#### Perform division of polynomials

• Find the quotient and the remainder of $$(3x^2 – 6x + 2) ÷ (x – 1)$$
• $$\begin{array}{c}\hspace{3cm}{\rm{ }}3x{\rm{ }} - 3\\x - 1\left){\vphantom{1\begin{array}{l}3{x^2} - 6x + 2\\\underline {3{x^2} - 3x{\rm{ }}} \\{\rm{ }} - 3x + 2\\{\rm{ }}\underline { - 3x + 3} \\{\rm{ }} - 1\end{array}}}\right. \!\!\!\!\overline{\,\,\,\vphantom 1{\begin{array}{l}3{x^2} - 6x + 2\\\underline {3{x^2} - 3x{\rm{ }}} \\{\rm{ }} - 3x + 2\\{\rm{ }}\underline { - 3x + 3} \\{\rm{ }} - 1\end{array}}}\end{array}$$

∴ Quotient $$= \underline{\underline {3x - 3}}$$
Remainder $$= \underline{\underline { - 1}}$$

#### Understand the remainder theorem

• Consider $$f(x) = 2{x^3} + 6{x^2} + 2x - 7$$.
(a) Find the values of f(1) and f(–1).
(b) Hence, find the remainder of f(x) ÷ (x + 1).
• $$\begin{array}{1}a)\qquad f(1) \\= 2{(1)^3} + 6{(1)^2} + 2(1) - 7\\= 2 + 6 + 2 - 7\\= \underline{\underline 3} \end{array}$$

$$\begin{array}{1}f( - 1) \\ = 2{( - 1)^3} + 6{( - 1)^2} + 2( - 1) - 7\\ = - 2 + 6 - 2 - 7\\ = \underline{\underline { - 5}} \end{array}$$

(b) By the remainder theorem, we have
remainder = f(–1)
= –5

#### Understand the factor theorem

• Let $$h(x) = 6{x^3} - 4{x^2} - 9x + 6$$.
Determine whether each of the following is a factor of h(x) by using the factor theorem.
(a) $$x - 1$$
(b) $$2x + 3$$
• $$\begin{array}{1}a)\qquad h(1)\\ = 6{(1)^3} - 4{(1)^2} - 9(1) + 6\\ = - 1\\ \ne 0\end{array}$$
$$\therefore x -1$$ is not a factor of h(x).

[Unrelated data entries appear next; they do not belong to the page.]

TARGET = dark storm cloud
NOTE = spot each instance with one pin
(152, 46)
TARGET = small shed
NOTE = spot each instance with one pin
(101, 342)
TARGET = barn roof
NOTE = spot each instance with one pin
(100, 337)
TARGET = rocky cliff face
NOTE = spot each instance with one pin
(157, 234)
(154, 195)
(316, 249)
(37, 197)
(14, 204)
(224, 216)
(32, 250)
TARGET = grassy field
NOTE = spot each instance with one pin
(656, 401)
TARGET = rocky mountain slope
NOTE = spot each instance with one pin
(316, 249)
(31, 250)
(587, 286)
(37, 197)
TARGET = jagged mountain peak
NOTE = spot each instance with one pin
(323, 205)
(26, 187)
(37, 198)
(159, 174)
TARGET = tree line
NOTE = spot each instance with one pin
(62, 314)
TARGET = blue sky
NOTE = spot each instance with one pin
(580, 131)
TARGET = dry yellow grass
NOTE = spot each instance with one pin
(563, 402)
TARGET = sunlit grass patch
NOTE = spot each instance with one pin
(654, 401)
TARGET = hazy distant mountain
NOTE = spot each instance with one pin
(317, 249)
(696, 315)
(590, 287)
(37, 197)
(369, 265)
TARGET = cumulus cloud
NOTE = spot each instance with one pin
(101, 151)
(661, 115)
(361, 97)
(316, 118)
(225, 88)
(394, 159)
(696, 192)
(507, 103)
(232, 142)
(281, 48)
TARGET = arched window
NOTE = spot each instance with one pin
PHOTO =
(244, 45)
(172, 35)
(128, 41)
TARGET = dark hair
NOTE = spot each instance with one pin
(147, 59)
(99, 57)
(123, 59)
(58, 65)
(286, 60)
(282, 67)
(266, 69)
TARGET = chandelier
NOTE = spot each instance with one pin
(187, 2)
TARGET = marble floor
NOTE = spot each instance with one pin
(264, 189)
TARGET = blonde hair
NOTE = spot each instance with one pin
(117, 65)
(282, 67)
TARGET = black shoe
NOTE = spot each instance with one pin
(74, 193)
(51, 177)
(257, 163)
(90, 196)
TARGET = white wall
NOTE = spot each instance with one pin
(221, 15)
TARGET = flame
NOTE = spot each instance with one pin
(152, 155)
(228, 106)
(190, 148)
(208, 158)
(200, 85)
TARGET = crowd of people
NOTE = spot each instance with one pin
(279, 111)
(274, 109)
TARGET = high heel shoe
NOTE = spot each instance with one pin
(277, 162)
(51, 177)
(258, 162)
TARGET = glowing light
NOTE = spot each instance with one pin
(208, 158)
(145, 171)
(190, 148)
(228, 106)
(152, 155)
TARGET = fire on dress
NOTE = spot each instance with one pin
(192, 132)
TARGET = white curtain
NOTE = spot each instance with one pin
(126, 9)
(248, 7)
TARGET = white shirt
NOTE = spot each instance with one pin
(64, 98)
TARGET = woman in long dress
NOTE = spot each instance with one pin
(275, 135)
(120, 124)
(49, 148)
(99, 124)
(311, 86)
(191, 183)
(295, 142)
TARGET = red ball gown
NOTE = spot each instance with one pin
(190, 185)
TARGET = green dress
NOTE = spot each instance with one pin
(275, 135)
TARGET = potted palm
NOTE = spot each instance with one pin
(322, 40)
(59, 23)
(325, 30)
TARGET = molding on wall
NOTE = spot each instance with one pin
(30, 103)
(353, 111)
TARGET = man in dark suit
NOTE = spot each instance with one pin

$$\begin{array}{1}b)\qquad h( - \frac{3}{2}) \\= 6{( - \frac{3}{2})^3} - 4{( - \frac{3}{2})^2} - 9( - \frac{3}{2}) + 6\\ = - \frac{{39}}{4}\\ \ne 0\end{array}$$
$$\therefore 2x+ 3$$ is not a factor of h(x).